I had been visiting and staying over every weekend (or more) at my SO for the past two years and I lived at his place in the last three months.
So far so good. We didn't really have arguments about who's gonna do this or do that.
I don't really thing living together will ruin a relationship. If anything it'll just show you who your partner really is, and just to show you how his/her life really is.
And since you said you guys talked about marriage and stuff, I think living together will give you a great view of how your marriage will be like.
Which is a good thing, at least to me.
question..me and my boyfriend c eachother hangout whatever right me and my family are neat and clean when i go to his place there not as organized how is going to be when him and me get a place?? hmmm
Spending couple nights together is far different from "practically living together" or the official "move-in." More similarities or differences show and conflict is bound to happen.
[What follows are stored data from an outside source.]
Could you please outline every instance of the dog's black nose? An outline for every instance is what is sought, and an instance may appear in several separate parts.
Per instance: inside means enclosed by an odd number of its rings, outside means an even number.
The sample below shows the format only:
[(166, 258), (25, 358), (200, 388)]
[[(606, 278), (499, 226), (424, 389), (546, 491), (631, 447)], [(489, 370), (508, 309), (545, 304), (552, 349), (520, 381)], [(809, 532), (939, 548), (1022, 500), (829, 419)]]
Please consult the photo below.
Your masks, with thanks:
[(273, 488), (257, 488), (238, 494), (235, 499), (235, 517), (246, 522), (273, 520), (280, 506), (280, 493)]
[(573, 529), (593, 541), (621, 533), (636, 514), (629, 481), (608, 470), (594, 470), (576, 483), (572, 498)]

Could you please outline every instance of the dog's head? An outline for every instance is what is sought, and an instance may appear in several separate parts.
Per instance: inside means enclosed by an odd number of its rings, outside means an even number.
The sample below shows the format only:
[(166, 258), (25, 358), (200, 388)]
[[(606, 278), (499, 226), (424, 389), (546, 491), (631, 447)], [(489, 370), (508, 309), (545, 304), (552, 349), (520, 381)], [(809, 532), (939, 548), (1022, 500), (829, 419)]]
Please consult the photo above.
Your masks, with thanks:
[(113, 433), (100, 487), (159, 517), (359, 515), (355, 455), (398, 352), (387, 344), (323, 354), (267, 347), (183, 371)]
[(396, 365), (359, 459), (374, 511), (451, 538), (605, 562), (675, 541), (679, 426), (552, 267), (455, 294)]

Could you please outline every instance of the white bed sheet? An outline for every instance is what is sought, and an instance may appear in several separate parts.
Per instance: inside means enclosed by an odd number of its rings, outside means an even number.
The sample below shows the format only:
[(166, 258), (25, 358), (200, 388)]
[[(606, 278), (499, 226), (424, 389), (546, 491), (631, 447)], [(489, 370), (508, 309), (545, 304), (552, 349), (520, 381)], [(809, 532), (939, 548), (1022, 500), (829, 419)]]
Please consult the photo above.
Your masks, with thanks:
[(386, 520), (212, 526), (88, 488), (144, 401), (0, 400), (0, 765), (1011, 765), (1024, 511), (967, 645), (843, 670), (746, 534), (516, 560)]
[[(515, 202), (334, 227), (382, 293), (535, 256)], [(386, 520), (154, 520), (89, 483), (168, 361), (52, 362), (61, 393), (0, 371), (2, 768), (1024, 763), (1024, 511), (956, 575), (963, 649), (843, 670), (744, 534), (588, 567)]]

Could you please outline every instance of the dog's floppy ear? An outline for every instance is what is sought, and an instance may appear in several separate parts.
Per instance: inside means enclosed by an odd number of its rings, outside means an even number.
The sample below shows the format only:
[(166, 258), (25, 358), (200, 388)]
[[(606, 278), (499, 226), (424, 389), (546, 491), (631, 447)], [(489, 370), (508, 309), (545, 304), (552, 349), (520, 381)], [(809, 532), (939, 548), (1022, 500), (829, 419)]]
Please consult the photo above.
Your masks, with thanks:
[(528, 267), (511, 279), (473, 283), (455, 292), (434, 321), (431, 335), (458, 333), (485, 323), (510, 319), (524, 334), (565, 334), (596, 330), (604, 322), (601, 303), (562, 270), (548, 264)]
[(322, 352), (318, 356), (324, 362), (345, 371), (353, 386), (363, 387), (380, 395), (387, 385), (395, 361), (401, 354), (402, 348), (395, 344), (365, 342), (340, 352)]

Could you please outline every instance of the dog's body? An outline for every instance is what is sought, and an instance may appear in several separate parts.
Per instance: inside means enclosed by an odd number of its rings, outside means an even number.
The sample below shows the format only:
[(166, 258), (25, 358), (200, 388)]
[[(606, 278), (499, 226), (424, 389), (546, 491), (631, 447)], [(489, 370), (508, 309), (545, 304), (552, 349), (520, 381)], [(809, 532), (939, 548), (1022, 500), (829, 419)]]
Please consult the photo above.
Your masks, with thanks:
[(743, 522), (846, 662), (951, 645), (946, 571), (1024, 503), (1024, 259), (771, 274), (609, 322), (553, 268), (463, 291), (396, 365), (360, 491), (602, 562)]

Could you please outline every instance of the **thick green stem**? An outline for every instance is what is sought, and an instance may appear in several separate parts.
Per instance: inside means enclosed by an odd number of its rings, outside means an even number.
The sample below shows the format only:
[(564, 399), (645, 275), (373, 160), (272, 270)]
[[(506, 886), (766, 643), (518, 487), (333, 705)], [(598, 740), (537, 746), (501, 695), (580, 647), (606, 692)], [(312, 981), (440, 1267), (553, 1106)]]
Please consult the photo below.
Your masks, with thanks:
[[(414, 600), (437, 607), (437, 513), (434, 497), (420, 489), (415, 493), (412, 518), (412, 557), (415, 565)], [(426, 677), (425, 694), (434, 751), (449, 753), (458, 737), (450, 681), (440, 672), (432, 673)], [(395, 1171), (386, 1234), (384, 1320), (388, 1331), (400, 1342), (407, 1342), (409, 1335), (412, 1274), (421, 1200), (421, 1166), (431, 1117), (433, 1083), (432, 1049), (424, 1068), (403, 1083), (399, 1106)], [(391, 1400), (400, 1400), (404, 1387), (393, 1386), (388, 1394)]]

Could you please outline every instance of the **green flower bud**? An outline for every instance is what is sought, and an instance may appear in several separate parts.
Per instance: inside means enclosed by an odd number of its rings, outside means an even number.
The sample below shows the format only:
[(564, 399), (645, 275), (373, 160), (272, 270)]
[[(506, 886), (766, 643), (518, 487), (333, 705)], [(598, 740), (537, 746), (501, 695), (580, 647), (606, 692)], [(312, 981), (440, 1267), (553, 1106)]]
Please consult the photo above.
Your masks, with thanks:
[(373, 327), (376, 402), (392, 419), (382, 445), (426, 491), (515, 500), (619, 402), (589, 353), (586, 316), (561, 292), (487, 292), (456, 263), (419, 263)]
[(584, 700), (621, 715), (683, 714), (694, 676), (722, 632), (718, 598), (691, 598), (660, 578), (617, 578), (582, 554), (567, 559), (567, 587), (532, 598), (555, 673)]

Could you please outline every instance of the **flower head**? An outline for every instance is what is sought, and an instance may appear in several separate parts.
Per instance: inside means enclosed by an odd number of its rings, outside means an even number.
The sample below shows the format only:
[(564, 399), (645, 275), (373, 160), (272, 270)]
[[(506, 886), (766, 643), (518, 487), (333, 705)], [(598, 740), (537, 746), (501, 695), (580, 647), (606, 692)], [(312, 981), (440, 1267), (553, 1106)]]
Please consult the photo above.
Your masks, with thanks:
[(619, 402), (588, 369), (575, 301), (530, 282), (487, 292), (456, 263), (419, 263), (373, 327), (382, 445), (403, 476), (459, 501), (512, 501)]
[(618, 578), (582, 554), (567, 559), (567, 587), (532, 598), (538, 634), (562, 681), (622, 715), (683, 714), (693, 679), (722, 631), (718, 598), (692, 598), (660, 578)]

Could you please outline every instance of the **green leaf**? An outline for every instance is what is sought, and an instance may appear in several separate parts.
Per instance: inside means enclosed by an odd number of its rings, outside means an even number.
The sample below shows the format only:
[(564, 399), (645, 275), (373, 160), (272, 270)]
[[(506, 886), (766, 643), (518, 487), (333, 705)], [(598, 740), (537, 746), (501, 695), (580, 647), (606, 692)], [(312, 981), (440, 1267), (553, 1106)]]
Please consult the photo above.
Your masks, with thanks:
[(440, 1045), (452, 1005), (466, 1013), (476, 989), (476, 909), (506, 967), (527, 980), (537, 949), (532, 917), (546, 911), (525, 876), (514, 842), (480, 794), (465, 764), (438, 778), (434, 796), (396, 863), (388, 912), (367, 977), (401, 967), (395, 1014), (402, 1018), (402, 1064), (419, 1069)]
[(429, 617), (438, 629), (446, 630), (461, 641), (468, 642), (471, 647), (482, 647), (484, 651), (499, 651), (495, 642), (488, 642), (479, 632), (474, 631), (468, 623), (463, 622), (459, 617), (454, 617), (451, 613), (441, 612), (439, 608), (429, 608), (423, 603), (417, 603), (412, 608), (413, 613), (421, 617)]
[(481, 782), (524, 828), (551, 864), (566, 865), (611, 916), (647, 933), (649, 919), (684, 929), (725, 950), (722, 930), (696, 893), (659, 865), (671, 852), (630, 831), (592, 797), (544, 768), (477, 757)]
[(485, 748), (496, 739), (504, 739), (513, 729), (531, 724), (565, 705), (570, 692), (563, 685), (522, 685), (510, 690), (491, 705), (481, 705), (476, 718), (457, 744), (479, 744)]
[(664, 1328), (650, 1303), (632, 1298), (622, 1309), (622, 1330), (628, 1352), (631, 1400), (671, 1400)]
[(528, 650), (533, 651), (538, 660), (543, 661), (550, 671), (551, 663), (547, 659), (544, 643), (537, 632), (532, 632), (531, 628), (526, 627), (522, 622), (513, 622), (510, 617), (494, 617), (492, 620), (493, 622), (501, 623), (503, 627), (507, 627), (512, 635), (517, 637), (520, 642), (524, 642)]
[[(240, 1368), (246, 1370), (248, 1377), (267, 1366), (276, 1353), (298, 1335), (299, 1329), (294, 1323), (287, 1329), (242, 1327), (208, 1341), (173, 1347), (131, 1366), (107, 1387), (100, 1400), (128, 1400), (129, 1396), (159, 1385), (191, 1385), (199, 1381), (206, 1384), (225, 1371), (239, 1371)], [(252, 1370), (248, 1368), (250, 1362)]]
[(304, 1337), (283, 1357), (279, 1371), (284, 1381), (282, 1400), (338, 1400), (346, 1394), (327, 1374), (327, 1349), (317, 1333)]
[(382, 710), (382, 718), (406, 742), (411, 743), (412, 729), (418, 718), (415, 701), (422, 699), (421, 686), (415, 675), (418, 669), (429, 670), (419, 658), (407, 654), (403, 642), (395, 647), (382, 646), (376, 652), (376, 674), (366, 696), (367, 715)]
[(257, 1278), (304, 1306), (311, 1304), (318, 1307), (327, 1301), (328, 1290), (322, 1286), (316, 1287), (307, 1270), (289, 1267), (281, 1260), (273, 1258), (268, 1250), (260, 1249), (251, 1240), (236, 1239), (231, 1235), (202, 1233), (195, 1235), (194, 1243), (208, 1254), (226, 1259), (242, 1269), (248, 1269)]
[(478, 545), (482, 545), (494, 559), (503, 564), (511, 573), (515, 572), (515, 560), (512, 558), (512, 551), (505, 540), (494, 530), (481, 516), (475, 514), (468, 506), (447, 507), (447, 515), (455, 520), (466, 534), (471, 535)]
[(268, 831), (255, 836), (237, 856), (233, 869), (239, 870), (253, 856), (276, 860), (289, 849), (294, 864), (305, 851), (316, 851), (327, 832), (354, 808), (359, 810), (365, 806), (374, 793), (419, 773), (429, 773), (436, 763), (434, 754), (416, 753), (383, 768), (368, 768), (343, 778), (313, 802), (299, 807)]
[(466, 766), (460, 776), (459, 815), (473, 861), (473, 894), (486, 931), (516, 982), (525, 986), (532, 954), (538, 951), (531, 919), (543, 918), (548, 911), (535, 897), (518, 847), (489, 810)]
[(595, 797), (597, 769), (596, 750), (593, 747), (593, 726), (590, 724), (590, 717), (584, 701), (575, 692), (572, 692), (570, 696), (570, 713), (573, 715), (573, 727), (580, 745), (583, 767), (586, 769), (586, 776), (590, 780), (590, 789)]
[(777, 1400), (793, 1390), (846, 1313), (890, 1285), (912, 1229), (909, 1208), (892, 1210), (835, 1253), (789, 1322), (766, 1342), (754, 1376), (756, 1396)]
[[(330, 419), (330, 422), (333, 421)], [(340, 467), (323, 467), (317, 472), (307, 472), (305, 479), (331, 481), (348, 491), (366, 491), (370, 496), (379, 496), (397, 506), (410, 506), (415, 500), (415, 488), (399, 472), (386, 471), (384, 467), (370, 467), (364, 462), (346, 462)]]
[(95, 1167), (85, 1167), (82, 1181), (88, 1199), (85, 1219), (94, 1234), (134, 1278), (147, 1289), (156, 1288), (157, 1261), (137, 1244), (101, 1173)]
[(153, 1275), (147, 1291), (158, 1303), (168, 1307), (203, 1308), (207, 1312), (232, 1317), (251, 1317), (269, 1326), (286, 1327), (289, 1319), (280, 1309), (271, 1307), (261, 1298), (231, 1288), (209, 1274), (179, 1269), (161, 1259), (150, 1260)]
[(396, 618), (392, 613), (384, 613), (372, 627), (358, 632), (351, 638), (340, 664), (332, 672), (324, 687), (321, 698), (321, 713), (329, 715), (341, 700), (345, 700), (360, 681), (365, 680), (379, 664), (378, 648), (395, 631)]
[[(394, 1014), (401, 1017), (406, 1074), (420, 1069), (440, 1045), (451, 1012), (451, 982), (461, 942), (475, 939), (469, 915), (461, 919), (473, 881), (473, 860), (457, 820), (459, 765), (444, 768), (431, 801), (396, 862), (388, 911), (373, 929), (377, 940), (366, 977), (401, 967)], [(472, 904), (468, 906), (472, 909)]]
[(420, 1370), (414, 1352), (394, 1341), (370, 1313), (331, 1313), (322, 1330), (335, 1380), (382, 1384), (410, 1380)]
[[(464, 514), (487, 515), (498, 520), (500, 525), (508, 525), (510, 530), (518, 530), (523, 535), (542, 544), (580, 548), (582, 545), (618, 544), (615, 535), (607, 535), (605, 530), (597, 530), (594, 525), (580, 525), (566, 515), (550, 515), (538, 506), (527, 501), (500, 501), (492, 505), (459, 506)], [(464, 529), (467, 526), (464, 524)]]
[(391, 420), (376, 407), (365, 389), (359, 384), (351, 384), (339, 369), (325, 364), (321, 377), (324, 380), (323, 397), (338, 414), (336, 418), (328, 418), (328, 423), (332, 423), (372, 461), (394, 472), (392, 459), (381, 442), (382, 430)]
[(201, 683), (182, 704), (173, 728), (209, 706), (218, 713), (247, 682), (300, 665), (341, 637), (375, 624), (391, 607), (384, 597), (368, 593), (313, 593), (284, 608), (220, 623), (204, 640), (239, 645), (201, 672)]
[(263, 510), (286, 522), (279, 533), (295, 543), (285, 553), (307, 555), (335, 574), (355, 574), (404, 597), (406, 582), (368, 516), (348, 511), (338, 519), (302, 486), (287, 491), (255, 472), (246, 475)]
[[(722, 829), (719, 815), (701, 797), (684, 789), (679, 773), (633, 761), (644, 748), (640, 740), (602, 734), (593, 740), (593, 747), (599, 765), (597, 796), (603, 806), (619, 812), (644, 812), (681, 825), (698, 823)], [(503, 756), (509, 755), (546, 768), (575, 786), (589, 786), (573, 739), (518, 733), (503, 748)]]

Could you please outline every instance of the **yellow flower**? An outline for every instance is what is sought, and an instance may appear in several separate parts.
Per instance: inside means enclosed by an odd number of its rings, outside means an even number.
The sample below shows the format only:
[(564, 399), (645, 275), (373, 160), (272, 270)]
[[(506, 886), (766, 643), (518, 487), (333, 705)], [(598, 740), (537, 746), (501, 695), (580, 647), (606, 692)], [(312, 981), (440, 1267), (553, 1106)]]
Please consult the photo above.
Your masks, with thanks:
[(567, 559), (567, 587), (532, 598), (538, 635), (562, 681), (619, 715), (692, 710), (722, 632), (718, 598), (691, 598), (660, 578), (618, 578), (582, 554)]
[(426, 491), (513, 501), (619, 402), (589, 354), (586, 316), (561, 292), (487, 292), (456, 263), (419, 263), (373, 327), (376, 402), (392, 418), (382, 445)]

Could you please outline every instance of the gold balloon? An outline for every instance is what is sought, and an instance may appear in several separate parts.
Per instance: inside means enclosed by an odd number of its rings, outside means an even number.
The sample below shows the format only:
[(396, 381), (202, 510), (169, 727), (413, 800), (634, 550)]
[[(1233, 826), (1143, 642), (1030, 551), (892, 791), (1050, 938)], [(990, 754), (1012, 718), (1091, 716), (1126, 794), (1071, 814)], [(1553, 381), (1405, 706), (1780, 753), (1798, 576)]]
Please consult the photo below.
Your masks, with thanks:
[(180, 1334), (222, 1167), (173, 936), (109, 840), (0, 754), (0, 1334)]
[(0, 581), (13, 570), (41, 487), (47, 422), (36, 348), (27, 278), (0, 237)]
From here, it really would depend how you handle the situation. If you guys are sure, its for the long haul, I would say you will need to be a bit open minded that you are going to run into some problems and you have to handle it very logically. Will it ruin your relationship...that will be up to you....LUX
Living together has different effects on different people. It's no problem for some, but for others it can be disastrous. I think it also depends on age and maturity. There's a lot to be considered before moving in together, including little habits here and there, how the other person manages (or doesn't manage) things where they used to live, etc.